Different types of instruments need an emphasis on different sources of validity evidence.7 For example, for observer ratings of resident performance, interrater agreement may be key, whereas for a survey measuring resident stress, relationship to other variables may be more important. For a multiple choice examination, content and consequences may be essential sources of validity evidence. For high-stakes assessments (eg, board examinations), substantial evidence to support the case for validity will be required.9

There are also other types of validity evidence, which are not discussed here.

6. How can researchers enhance the validity of their assessment instruments?

First, do a literature search and use previously developed outcome measures. If the instrument must be modified for use with your subjects or setting, modify and describe how, in a transparent way. Include sufficient detail to allow readers to understand the potential limitations of this approach.

If no assessment instruments are available, use content experts to create your own and pilot the instrument prior to using it in your study. Test reliability and include as many sources of validity evidence as are possible in your paper. Discuss the limitations of this approach openly.

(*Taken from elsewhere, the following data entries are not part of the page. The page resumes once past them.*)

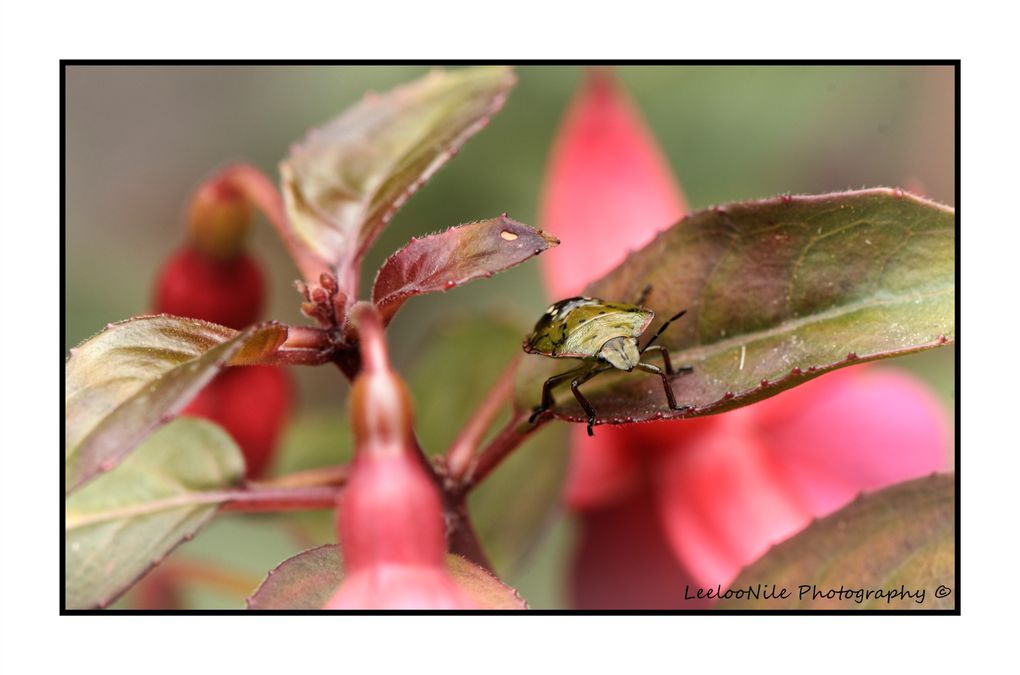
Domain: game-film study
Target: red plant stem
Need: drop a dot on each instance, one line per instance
(514, 432)
(307, 338)
(326, 475)
(462, 450)
(281, 499)
(264, 196)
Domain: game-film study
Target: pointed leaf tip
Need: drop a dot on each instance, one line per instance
(346, 179)
(461, 254)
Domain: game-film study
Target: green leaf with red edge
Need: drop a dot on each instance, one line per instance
(901, 537)
(124, 522)
(448, 259)
(308, 580)
(135, 375)
(777, 292)
(346, 179)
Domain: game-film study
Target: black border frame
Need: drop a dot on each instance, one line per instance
(64, 63)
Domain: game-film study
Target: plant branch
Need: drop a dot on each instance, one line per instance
(326, 475)
(461, 452)
(261, 192)
(261, 500)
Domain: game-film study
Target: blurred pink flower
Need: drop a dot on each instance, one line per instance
(667, 504)
(390, 519)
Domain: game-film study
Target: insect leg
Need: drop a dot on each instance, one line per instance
(644, 295)
(547, 391)
(656, 370)
(589, 409)
(682, 370)
(663, 327)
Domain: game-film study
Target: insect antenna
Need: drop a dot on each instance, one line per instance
(663, 327)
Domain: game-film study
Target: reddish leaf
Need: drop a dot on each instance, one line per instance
(445, 260)
(309, 579)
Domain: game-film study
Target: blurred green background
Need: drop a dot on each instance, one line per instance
(140, 139)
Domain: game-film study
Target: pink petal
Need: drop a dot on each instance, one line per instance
(604, 469)
(608, 190)
(768, 469)
(400, 587)
(622, 561)
(873, 428)
(723, 501)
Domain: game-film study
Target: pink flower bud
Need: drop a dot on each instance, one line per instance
(390, 519)
(608, 190)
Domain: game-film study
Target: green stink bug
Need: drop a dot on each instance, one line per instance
(603, 334)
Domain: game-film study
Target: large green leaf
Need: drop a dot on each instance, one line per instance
(777, 292)
(512, 506)
(897, 539)
(345, 180)
(137, 374)
(126, 521)
(308, 580)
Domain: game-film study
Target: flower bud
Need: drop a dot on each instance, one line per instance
(390, 518)
(218, 218)
(608, 189)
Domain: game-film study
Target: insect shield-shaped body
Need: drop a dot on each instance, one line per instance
(603, 334)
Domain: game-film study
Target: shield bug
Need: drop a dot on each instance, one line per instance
(604, 335)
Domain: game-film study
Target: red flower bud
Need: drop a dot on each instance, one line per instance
(390, 519)
(213, 279)
(226, 292)
(253, 404)
(218, 218)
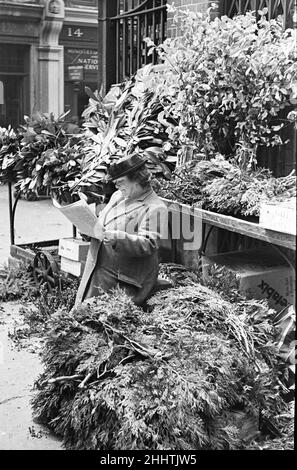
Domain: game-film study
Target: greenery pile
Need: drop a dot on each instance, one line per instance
(16, 282)
(193, 371)
(221, 186)
(228, 84)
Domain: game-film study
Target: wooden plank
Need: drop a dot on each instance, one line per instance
(249, 229)
(233, 224)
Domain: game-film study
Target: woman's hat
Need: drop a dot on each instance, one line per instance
(125, 165)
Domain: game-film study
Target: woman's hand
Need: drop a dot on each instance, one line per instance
(109, 237)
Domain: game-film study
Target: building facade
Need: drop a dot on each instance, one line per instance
(48, 53)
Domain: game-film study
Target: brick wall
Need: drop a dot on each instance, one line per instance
(195, 6)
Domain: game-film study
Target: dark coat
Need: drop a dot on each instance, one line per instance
(133, 262)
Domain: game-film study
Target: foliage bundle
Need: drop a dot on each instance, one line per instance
(194, 371)
(228, 84)
(127, 119)
(221, 186)
(40, 155)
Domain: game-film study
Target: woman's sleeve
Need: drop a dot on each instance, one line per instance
(153, 227)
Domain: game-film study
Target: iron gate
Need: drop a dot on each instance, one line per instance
(136, 20)
(284, 8)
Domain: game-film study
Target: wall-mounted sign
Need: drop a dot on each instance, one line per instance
(1, 93)
(88, 58)
(76, 73)
(78, 34)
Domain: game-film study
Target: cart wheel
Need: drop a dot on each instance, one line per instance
(45, 270)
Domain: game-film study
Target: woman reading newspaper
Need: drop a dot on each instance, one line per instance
(124, 251)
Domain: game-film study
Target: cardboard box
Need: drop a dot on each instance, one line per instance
(262, 274)
(76, 268)
(280, 216)
(73, 248)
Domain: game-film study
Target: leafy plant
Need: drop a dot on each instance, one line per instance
(227, 81)
(9, 146)
(222, 186)
(127, 119)
(40, 155)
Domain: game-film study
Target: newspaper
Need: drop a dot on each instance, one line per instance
(83, 217)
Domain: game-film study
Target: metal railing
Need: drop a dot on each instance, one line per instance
(136, 20)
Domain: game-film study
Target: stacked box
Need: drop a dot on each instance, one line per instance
(73, 252)
(280, 216)
(262, 274)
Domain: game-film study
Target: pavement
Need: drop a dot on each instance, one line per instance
(19, 368)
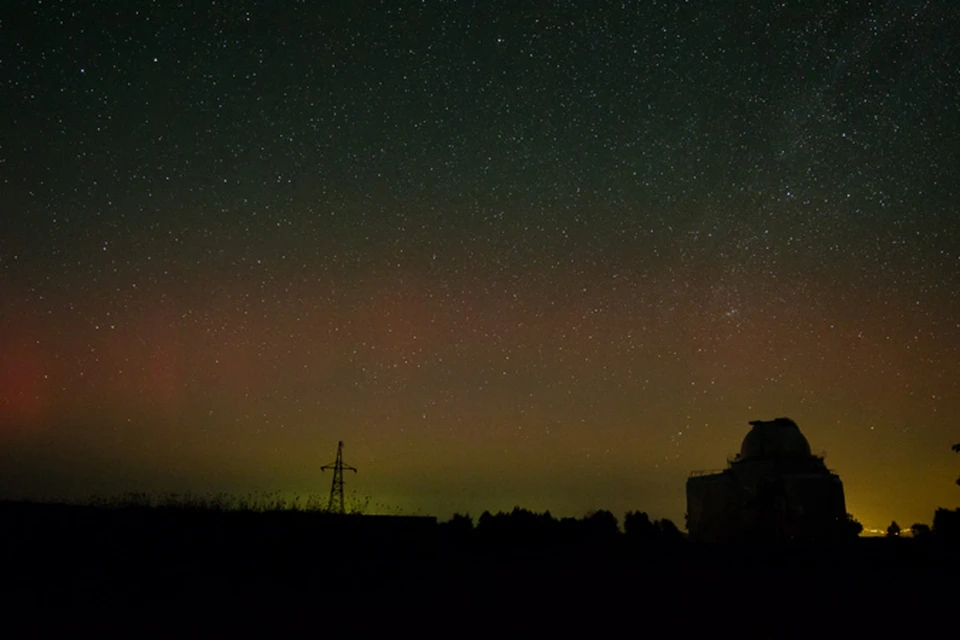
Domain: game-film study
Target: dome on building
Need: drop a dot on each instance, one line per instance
(774, 439)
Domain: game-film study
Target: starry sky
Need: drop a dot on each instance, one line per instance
(547, 254)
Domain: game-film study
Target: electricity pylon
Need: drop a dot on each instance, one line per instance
(336, 489)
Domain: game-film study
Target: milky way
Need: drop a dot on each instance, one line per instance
(553, 256)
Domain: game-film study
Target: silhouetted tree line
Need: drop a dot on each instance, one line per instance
(525, 528)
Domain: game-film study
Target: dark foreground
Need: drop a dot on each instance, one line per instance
(194, 572)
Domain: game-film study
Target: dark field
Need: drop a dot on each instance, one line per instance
(199, 572)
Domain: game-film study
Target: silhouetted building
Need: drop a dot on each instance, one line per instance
(774, 490)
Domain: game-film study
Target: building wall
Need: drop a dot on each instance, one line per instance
(757, 502)
(711, 515)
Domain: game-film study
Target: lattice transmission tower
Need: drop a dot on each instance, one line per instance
(336, 489)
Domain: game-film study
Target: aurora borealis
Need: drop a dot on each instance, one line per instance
(554, 255)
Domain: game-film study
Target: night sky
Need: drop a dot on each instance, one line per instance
(539, 254)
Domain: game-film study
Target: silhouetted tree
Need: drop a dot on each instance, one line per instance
(946, 526)
(669, 531)
(459, 527)
(637, 526)
(920, 531)
(956, 449)
(850, 528)
(600, 525)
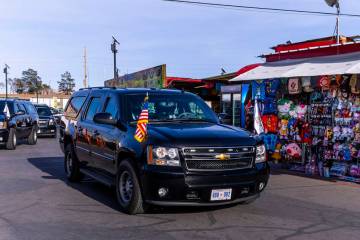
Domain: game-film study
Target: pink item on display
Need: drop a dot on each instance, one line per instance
(293, 150)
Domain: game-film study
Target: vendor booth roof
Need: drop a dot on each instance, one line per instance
(329, 65)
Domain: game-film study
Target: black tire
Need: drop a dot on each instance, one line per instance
(32, 139)
(12, 140)
(71, 165)
(126, 178)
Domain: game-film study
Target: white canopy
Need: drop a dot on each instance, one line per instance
(328, 65)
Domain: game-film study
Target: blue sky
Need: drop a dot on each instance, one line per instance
(49, 36)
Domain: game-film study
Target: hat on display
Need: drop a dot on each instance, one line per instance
(294, 86)
(306, 84)
(354, 82)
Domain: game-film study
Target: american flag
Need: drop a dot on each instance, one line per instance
(141, 127)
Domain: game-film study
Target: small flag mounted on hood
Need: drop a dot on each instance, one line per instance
(141, 127)
(6, 110)
(258, 125)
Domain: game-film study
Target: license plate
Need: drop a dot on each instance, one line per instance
(220, 194)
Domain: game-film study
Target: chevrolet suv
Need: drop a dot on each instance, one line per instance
(18, 120)
(187, 159)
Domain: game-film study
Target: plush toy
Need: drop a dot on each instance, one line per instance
(328, 155)
(276, 155)
(301, 111)
(354, 151)
(347, 134)
(283, 128)
(292, 111)
(336, 133)
(347, 153)
(329, 134)
(293, 150)
(305, 133)
(357, 137)
(284, 107)
(336, 150)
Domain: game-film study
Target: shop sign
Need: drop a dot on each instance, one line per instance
(148, 78)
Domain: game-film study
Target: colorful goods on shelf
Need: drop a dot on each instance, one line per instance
(312, 124)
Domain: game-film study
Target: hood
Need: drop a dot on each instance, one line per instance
(195, 134)
(46, 117)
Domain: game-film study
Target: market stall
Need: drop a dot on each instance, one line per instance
(310, 112)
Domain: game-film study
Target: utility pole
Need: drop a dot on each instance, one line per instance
(85, 82)
(114, 50)
(37, 90)
(6, 73)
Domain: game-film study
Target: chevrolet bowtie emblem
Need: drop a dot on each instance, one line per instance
(222, 157)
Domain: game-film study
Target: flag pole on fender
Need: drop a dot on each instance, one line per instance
(143, 120)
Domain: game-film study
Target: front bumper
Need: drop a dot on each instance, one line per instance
(4, 135)
(194, 188)
(47, 131)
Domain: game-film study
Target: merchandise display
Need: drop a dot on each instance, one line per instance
(312, 124)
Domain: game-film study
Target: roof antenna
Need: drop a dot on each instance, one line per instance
(336, 3)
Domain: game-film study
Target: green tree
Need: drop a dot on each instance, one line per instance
(32, 81)
(17, 85)
(67, 83)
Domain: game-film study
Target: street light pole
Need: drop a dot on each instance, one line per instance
(6, 73)
(114, 50)
(37, 90)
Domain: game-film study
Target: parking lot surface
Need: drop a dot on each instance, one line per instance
(36, 202)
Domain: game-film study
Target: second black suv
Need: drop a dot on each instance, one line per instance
(47, 123)
(18, 120)
(188, 158)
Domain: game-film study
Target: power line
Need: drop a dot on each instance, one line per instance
(262, 8)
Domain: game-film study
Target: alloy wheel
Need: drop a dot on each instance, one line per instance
(126, 187)
(68, 164)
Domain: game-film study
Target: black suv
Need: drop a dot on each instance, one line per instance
(188, 158)
(47, 122)
(18, 120)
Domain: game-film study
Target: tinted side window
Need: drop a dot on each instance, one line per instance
(93, 108)
(21, 107)
(30, 108)
(74, 106)
(10, 107)
(112, 107)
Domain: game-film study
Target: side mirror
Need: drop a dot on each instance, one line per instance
(104, 118)
(20, 112)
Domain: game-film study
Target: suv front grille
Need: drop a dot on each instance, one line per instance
(43, 123)
(212, 159)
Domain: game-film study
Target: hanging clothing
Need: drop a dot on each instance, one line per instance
(270, 123)
(258, 90)
(272, 86)
(294, 86)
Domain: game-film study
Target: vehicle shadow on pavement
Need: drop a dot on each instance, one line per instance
(53, 167)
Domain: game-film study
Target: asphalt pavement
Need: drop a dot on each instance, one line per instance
(36, 202)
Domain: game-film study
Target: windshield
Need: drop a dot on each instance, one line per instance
(170, 107)
(43, 111)
(10, 106)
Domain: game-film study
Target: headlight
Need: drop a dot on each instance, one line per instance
(162, 156)
(260, 154)
(51, 122)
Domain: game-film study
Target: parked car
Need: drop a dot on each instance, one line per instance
(188, 159)
(18, 120)
(47, 123)
(57, 113)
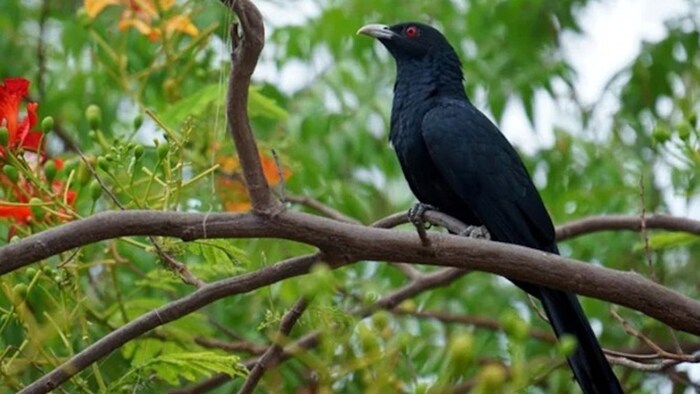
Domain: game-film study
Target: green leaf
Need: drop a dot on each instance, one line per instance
(670, 240)
(193, 366)
(198, 102)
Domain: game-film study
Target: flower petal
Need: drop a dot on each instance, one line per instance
(181, 23)
(94, 7)
(12, 91)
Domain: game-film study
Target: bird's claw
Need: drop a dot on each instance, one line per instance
(477, 232)
(416, 213)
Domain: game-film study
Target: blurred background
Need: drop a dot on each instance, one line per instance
(600, 96)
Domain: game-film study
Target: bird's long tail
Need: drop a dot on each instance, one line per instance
(588, 362)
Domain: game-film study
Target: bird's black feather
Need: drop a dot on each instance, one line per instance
(457, 160)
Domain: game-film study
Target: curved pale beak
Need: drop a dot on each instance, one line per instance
(377, 31)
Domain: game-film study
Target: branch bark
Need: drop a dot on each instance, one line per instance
(344, 243)
(275, 351)
(244, 57)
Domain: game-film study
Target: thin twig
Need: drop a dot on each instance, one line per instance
(234, 347)
(244, 57)
(273, 353)
(321, 208)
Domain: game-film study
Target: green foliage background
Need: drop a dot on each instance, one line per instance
(331, 133)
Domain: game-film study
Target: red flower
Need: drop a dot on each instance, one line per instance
(12, 92)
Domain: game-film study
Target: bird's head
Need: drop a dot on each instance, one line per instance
(409, 40)
(422, 54)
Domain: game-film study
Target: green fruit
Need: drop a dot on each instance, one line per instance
(461, 349)
(103, 163)
(566, 345)
(50, 170)
(138, 151)
(661, 134)
(93, 114)
(380, 320)
(515, 327)
(30, 272)
(683, 129)
(11, 172)
(83, 17)
(47, 124)
(95, 190)
(162, 150)
(491, 378)
(35, 206)
(20, 291)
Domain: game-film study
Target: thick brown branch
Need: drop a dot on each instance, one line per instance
(203, 296)
(624, 222)
(343, 243)
(244, 58)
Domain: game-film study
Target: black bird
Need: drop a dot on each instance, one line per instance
(457, 161)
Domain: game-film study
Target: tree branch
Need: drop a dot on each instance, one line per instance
(275, 351)
(343, 243)
(205, 295)
(624, 222)
(244, 58)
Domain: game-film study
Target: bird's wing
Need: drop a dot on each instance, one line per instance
(485, 171)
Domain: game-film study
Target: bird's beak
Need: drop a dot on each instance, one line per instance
(377, 31)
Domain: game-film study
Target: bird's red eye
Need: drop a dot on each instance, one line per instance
(411, 32)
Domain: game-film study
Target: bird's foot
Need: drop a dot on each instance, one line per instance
(416, 213)
(478, 232)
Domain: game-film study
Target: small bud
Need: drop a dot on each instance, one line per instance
(47, 124)
(4, 135)
(70, 166)
(409, 305)
(162, 150)
(491, 378)
(83, 17)
(50, 170)
(95, 190)
(93, 114)
(11, 172)
(515, 327)
(35, 206)
(138, 151)
(661, 134)
(103, 163)
(380, 320)
(683, 129)
(30, 272)
(566, 345)
(461, 349)
(368, 340)
(20, 291)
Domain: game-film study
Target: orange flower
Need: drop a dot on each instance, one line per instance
(20, 134)
(141, 15)
(231, 188)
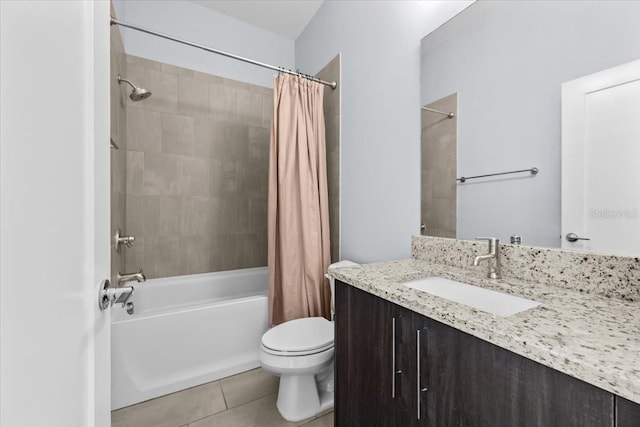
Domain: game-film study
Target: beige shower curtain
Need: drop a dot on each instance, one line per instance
(298, 218)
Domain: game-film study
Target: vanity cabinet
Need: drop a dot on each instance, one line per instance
(395, 367)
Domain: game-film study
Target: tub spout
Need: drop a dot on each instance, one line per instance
(130, 277)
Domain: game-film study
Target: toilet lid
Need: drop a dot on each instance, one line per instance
(299, 335)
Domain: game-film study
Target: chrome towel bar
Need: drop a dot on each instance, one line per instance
(534, 171)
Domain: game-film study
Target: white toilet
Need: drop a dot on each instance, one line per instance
(300, 351)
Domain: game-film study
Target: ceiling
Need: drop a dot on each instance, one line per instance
(287, 18)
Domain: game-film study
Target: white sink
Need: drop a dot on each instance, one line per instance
(493, 302)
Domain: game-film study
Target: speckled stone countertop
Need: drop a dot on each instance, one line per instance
(588, 336)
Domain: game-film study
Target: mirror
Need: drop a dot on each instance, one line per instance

7. What are the expectations of JGME editors regarding assessment instruments used in graduate medical education research?

JGME editors expect that discussions of the validity of your assessment tools will be explicitly mentioned in your manuscript, in the methods section. If you are using a previously studied tool in the same setting, with the same subjects, and for the same purpose, citing the reference(s) is sufficient. Additional discussion about your adaptation is needed if you (1) have modified previously studied instruments; (2) are using the instrument for different settings, subjects, or purposes; or (3) are using different interpretation or cut-off points. Discuss whether the changes are likely to affect the reliability or validity of the instrument.

Researchers who create novel assessment instruments need to state the development process, reliability measures, pilot results, and any other information that may lend credibility to the use of homegrown instruments. Transparency enhances credibility.

In general, little information can be gleaned from single-site studies using untested assessment instruments; these studies are unlikely to be accepted for publication.

Why reliability and validity are important to learning assessment?

Validity will tell you how good a test is for a particular situation; reliability will tell you how trustworthy a score on that test will be. You cannot draw valid conclusions from a test score unless you are sure that the test is reliable. Even when a test is reliable, it may not be valid.

What is reliability in assessment of learning?

Reliability refers to whether an assessment instrument gives the same results each time it is used in the same setting with the same type of subjects. Reliability essentially means consistent or dependable results. Reliability is a part of the assessment of validity.

What is validity in assessment?

Assessment validity refers to the extent that a test measures what it is supposed to measure. The Standards for Educational and Psychological Testing (2014) defines validity as the “degree to which evidence and theory support the interpretations of test scores for proposed uses of tests” (p. 11).

What are the advantages of validity and reliability in teaching and learning?

An understanding of validity and reliability allows educators to make decisions that improve the lives of their students both academically and socially, as these concepts teach educators how to quantify the abstract goals their school or district has set.